真面目にふざけていたTwitterで友達に…いやおこがましい…、知り合えた方達に混ぜて貰い私はルヴァンの準決勝ドームのゴール裏にいた。

得体の知れないツイートの主に危険を顧みず声をかけていただいたのは夏真っ盛りの浦和戦。ご挨拶をかわしその数ヶ月後に鈴木武蔵の線を引くようにネットに突き刺さる

ゴールをいつもより間近で見、そして決勝進出のホイッスルを聞き、私はのこの場所で見れた事に心からカンドーしていた。

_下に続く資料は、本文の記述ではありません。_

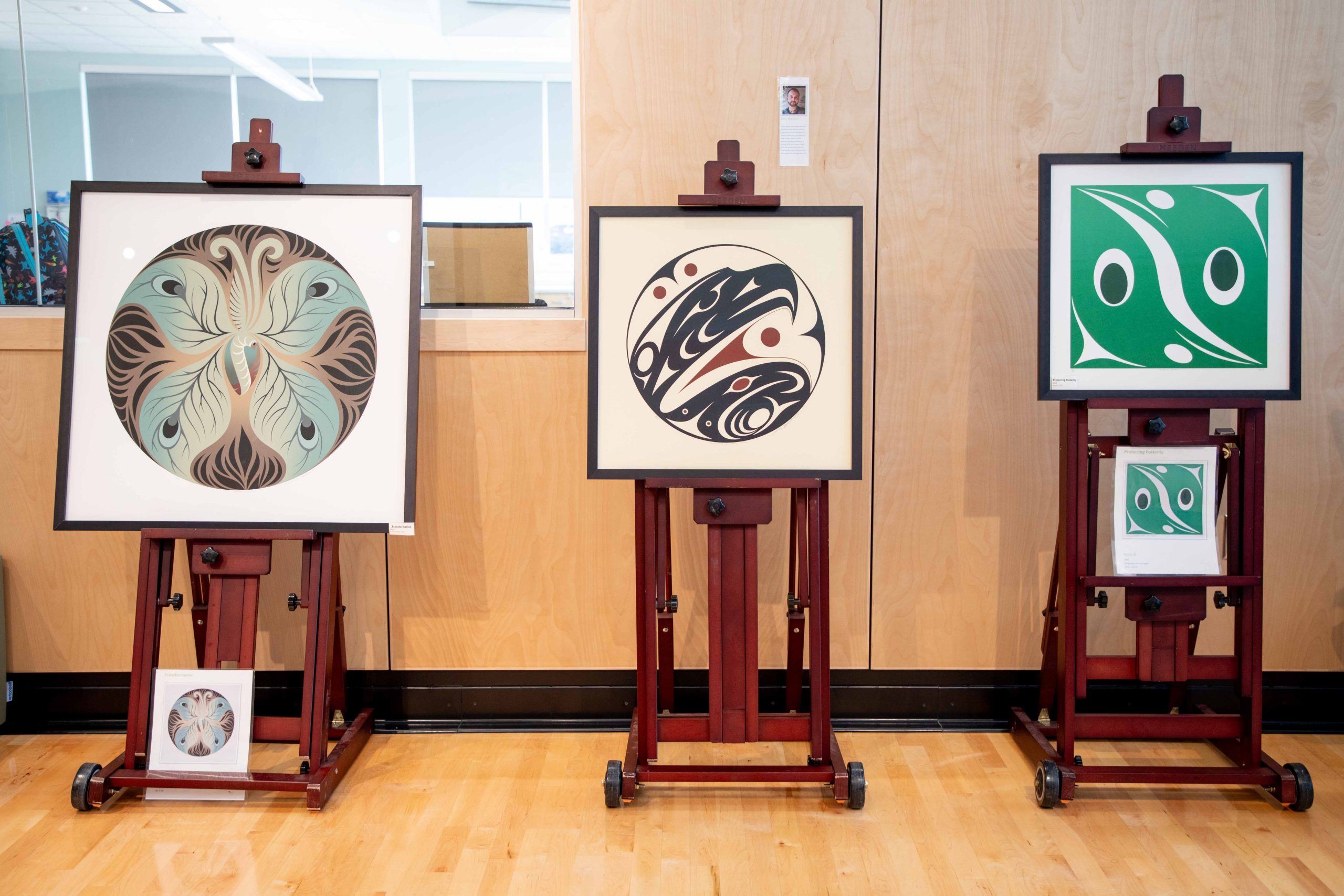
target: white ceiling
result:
[0,0,570,62]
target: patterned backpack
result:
[0,208,70,305]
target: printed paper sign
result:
[780,75,813,168]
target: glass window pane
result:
[238,77,379,184]
[85,71,234,181]
[413,81,542,197]
[545,81,574,199]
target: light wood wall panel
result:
[872,0,1344,669]
[0,344,387,672]
[390,0,878,668]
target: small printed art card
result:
[1040,153,1301,399]
[1111,447,1219,575]
[145,669,253,799]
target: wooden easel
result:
[70,118,374,811]
[603,140,867,809]
[1012,75,1312,811]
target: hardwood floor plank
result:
[0,732,1344,896]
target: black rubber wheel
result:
[70,762,102,811]
[602,759,621,809]
[1284,762,1316,811]
[845,762,868,809]
[1036,759,1059,809]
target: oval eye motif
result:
[1204,246,1246,305]
[159,414,182,447]
[151,274,187,296]
[298,415,317,449]
[308,277,336,298]
[1093,248,1135,308]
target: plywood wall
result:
[872,0,1344,669]
[0,0,1344,672]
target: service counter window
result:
[411,72,574,309]
[0,0,583,349]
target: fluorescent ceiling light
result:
[130,0,182,12]
[200,38,322,102]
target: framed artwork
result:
[587,206,863,480]
[1111,446,1219,575]
[55,183,421,532]
[1037,153,1303,399]
[145,669,254,799]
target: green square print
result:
[1068,184,1269,370]
[1125,463,1204,536]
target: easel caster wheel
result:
[70,762,102,811]
[845,762,868,809]
[1036,759,1059,809]
[1284,762,1316,811]
[602,759,621,809]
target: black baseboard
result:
[0,669,1344,733]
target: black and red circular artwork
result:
[626,245,825,442]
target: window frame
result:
[406,69,583,320]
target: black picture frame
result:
[52,180,423,533]
[1036,152,1303,402]
[587,206,863,481]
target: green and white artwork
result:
[1125,463,1204,536]
[1040,153,1301,398]
[1070,184,1269,368]
[1111,447,1219,575]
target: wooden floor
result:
[0,733,1344,896]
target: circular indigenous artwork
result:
[626,245,825,442]
[168,688,234,756]
[108,224,377,489]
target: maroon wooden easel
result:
[1012,75,1312,811]
[70,118,374,811]
[603,140,867,809]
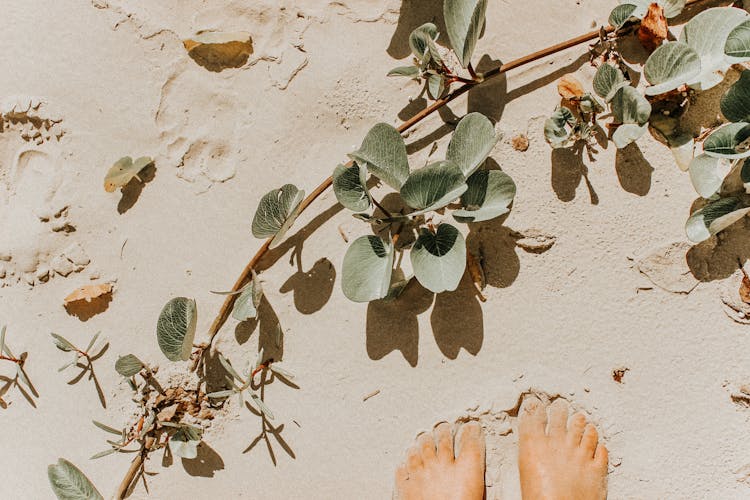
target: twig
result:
[204,0,709,352]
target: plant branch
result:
[203,0,710,352]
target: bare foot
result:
[518,396,607,500]
[396,422,485,500]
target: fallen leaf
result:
[182,31,253,72]
[557,74,586,101]
[104,156,154,193]
[740,269,750,304]
[63,283,112,307]
[638,3,669,52]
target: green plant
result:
[545,0,750,243]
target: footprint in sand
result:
[0,98,90,286]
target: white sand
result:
[0,0,750,499]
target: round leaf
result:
[401,161,467,214]
[612,123,648,149]
[443,0,487,68]
[643,42,701,95]
[721,70,750,122]
[685,197,750,243]
[724,21,750,63]
[341,236,393,302]
[169,426,201,460]
[445,113,497,178]
[333,163,372,212]
[156,297,198,361]
[453,170,516,222]
[252,184,305,247]
[47,458,104,500]
[593,63,629,102]
[115,354,144,377]
[349,123,409,189]
[689,154,732,198]
[610,85,651,125]
[411,224,466,293]
[679,7,750,90]
[703,122,750,159]
[104,156,154,193]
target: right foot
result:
[518,396,608,500]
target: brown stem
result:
[208,0,709,347]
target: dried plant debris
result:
[182,31,253,72]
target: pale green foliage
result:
[156,297,198,361]
[643,42,701,95]
[411,224,466,293]
[443,0,487,68]
[349,123,409,189]
[445,113,497,178]
[252,184,305,247]
[401,160,468,213]
[47,458,104,500]
[115,354,146,377]
[341,236,394,302]
[453,170,516,222]
[232,271,263,321]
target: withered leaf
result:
[557,74,586,100]
[638,3,669,52]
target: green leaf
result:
[703,122,750,159]
[610,85,651,125]
[232,271,263,321]
[427,73,445,100]
[612,123,648,149]
[721,69,750,122]
[679,7,750,90]
[169,425,202,460]
[387,66,419,78]
[724,21,750,63]
[609,3,643,30]
[443,0,487,68]
[92,420,122,436]
[643,42,701,95]
[104,156,154,193]
[115,354,146,377]
[445,113,497,178]
[349,123,409,189]
[341,236,394,302]
[685,197,750,243]
[411,224,466,293]
[253,184,305,247]
[593,63,630,102]
[401,161,468,215]
[544,106,576,148]
[156,297,198,361]
[50,333,76,352]
[47,458,104,500]
[688,154,732,198]
[453,170,516,222]
[409,23,441,63]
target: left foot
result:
[396,422,485,500]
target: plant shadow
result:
[117,162,156,215]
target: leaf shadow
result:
[615,142,654,196]
[117,161,157,215]
[182,441,224,477]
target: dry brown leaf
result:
[638,3,669,52]
[63,283,112,307]
[557,74,586,100]
[740,268,750,304]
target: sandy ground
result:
[0,0,750,499]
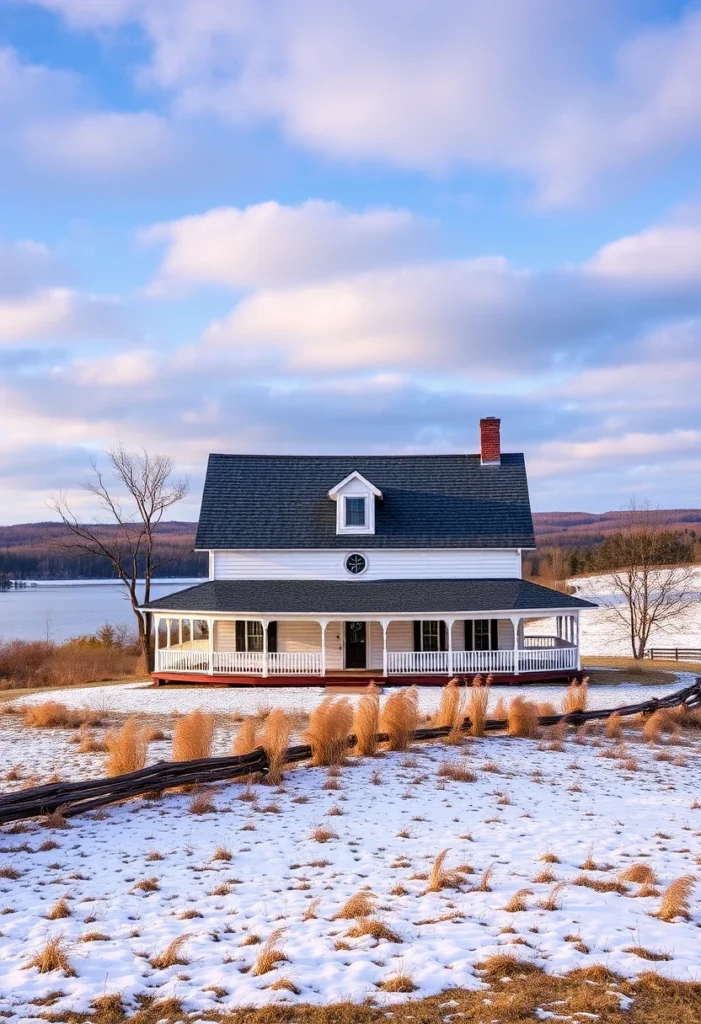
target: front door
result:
[345,623,366,669]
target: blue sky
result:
[0,0,701,522]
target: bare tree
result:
[50,443,189,672]
[589,499,699,658]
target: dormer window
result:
[344,497,365,526]
[328,470,382,535]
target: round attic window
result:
[346,552,367,575]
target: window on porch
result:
[413,618,448,650]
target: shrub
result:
[104,718,148,775]
[353,683,380,757]
[173,711,214,761]
[380,686,419,751]
[304,697,353,767]
[261,708,292,785]
[508,697,538,739]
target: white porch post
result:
[511,615,521,676]
[319,618,328,676]
[261,618,269,678]
[443,618,455,679]
[380,618,391,679]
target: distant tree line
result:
[0,522,208,581]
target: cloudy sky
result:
[0,0,701,522]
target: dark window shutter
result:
[268,622,277,654]
[413,622,422,650]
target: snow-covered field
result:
[5,673,694,716]
[0,708,701,1024]
[573,566,701,657]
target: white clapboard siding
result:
[212,537,521,580]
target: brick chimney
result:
[480,416,501,466]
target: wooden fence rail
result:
[0,676,701,825]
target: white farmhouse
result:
[144,417,592,686]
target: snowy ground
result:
[0,708,701,1024]
[5,673,695,716]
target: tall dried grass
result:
[172,711,215,761]
[508,697,538,739]
[261,708,292,785]
[231,718,258,755]
[353,683,380,757]
[468,676,489,736]
[304,697,353,768]
[104,718,148,775]
[380,686,419,751]
[562,676,589,715]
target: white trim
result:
[328,469,382,501]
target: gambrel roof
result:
[195,454,535,550]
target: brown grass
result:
[562,676,588,715]
[467,676,489,736]
[334,893,375,921]
[46,896,72,921]
[25,935,76,978]
[432,679,466,743]
[251,928,290,978]
[353,683,380,757]
[104,718,148,775]
[618,863,658,886]
[380,686,419,751]
[261,708,293,785]
[148,932,189,971]
[172,711,215,761]
[655,874,696,921]
[231,718,259,755]
[507,697,538,739]
[438,761,477,782]
[304,697,353,768]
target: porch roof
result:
[143,580,596,616]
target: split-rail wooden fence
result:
[0,676,701,825]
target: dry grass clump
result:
[260,708,292,785]
[148,932,189,971]
[231,718,258,756]
[438,761,477,782]
[432,679,466,743]
[604,711,623,739]
[46,896,71,921]
[655,874,696,921]
[353,683,380,757]
[467,676,489,736]
[172,711,214,761]
[618,863,658,886]
[503,889,533,913]
[507,697,538,739]
[25,935,76,978]
[562,676,589,715]
[251,928,290,978]
[426,850,465,893]
[104,718,148,775]
[304,697,353,768]
[25,700,99,729]
[380,686,419,751]
[334,893,375,921]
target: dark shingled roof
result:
[195,455,535,550]
[144,580,595,615]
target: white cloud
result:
[141,200,432,294]
[23,0,701,204]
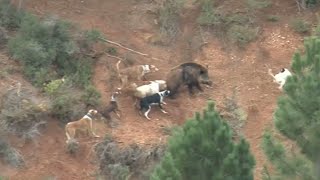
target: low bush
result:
[246,0,272,9]
[0,0,25,30]
[0,137,25,168]
[82,85,101,107]
[8,14,100,88]
[0,86,47,140]
[220,91,247,138]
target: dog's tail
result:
[116,60,122,75]
[65,124,71,142]
[268,69,274,78]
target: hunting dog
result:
[100,91,122,120]
[139,90,170,120]
[268,68,292,90]
[117,60,159,89]
[65,109,99,144]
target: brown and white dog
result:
[65,109,99,144]
[117,60,159,89]
[268,68,292,90]
[100,91,122,120]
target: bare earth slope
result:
[0,0,312,180]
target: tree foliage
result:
[151,102,255,180]
[263,37,320,180]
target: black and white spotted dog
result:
[139,90,170,120]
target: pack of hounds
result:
[65,60,292,144]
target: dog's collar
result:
[111,94,116,101]
[142,64,150,72]
[84,113,92,119]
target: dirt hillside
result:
[0,0,311,180]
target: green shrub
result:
[227,25,258,47]
[226,14,253,25]
[0,85,47,140]
[290,19,310,33]
[0,0,25,29]
[43,78,65,96]
[84,29,102,43]
[0,138,25,167]
[9,15,95,87]
[246,0,272,9]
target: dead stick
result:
[99,37,149,56]
[105,52,123,61]
[99,37,161,61]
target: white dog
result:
[268,68,292,90]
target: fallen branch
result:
[105,52,123,61]
[99,37,161,61]
[99,37,149,56]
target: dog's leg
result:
[89,120,100,137]
[65,124,71,144]
[114,109,121,118]
[144,106,151,120]
[159,103,168,114]
[268,69,277,82]
[188,84,193,95]
[195,81,203,92]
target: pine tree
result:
[262,37,320,180]
[151,102,255,180]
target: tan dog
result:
[65,109,99,143]
[117,60,159,89]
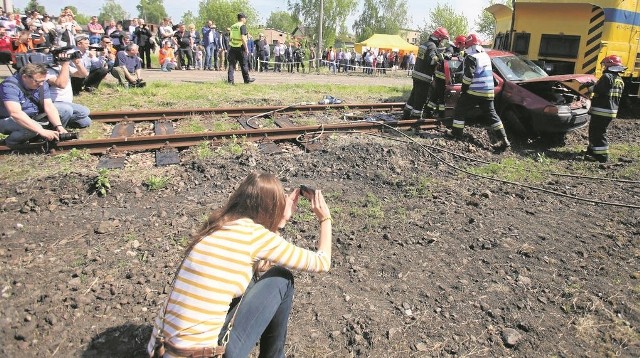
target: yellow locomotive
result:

ホイッスルから間髪入れずにきた妻からのLINEも同じドームの屋根の下のどこかで見ていた興奮にかこつけて三角形の連帯でのおふざけだと思っていた。それほど非日常だった。

 

「コレ、埼玉にかがけてくださいヨ」

その友達…いやお知り合いの方から旗を渡された。

ゲーフラっていうんだっけ?

「いや、まだ行くの決定した…」

「いいんです。行ったらで」

駐車場で待つ三角形達と合流すべきいそいそとみなさんに別れを告げた私。

困ったぞ。威勢よく道外遠征と言った正月からからもう10ヶ月も経つ。妻に何と言おう。

こんな機会は2度とないかもよ!

仕事はなんとか…してさ!

お金は…魔法のカードがあるじゃないか!

 

道中様々なイメトレをしたが、妻が絡む

イメトレが上手くいった試しがない。

しかし、駐車場に着き妻が開口一番に言ったセリフに非日常が現実になる。

 

「さあ我が家まで約5時間。貴方がコレからする事。今すぐ決勝の日のシフトを組みなさい。そしてみんなに連絡を取る。頭を下げて休みを貰いなさい。飛行機はもう四人分とった。お金はまぁなんとかなるでしょ。私の方は帰りの運転とそうね、当日の仕事は…最悪、アンタのお爺さんを殺めるよ」

おふざけではなかったのね。あのLINE。

一気に目の前で話した彼女からの数十分前のLINEには「怖気付くなよ!埼玉!」と書いてあった。最初も最後も威勢がいいのは妻だった。

 

 

「俺さ、ゲーフラ作ってみようと思ってるんだ。誰も作んない俺らしいのをさ…」

終戦の往復の運転も結局一人で請け負った妻に私は言った。

「私が手伝えば簡単だけど、そう思ったならアンタ一人でやりなさい」

助手席の私は黙って頷く。

後部座席では息子だけが寝ている。

娘は今回は部活の練習。1日だけ休めないと言う私に「無理!」と、母親譲りの威勢の良さでいった。

 

ルヴァンの決勝は無理言って部活休んでもらって旅の道中、弟の相手をしてくれた。

 

…でも聞いて。トトね。

終戦の試合後にね友達と…いや仲間とお酒飲んだんだよ。

楽しかったな。

お前がアカウントの作り方教えてくれたおかげだよ。

そこでねみんなのと飲んでたら

またトト威勢よく思ったんだ。

「俺もゲーフラ作ろう」ってね。

声に出しては言わないよ。言ったら最後までやんないといけないしそれに、恥ずかしいからね。

でも今度は最後まで、

自分のゲーフラを試合で掲げるまで、

怖気付かないで一人でやってみる。

カカの手も借りないでね。

だから年が明けて仕事が終わったら

毎晩部屋に篭るよ。

そう、コレはトトの恩返し。

 

いつも背中を押して崖から突き落としてくれるお前達に。

変なツイートを見て手招きしてくれたあの人に。

ゲーフラを渡して踏ん切りをつけてくれたあやつに。

バッチをくれたおじさんに。

楽しく飲んで刺激をくれたみんなに?

 

「それって恩返しになるの?」

娘の声が聞こえた気がした。

 

ウーン。

どうかわかんないな。

だからダメだって、色々考えるとまた怖気付いちゃうから…。

時間はある。やってみるよ。

そっと見守ってください。あ、完成までのぞいちゃダメだよ。

 

その時、妻が道路を塞ぐ鹿に威勢よくクラクションを鳴らした…。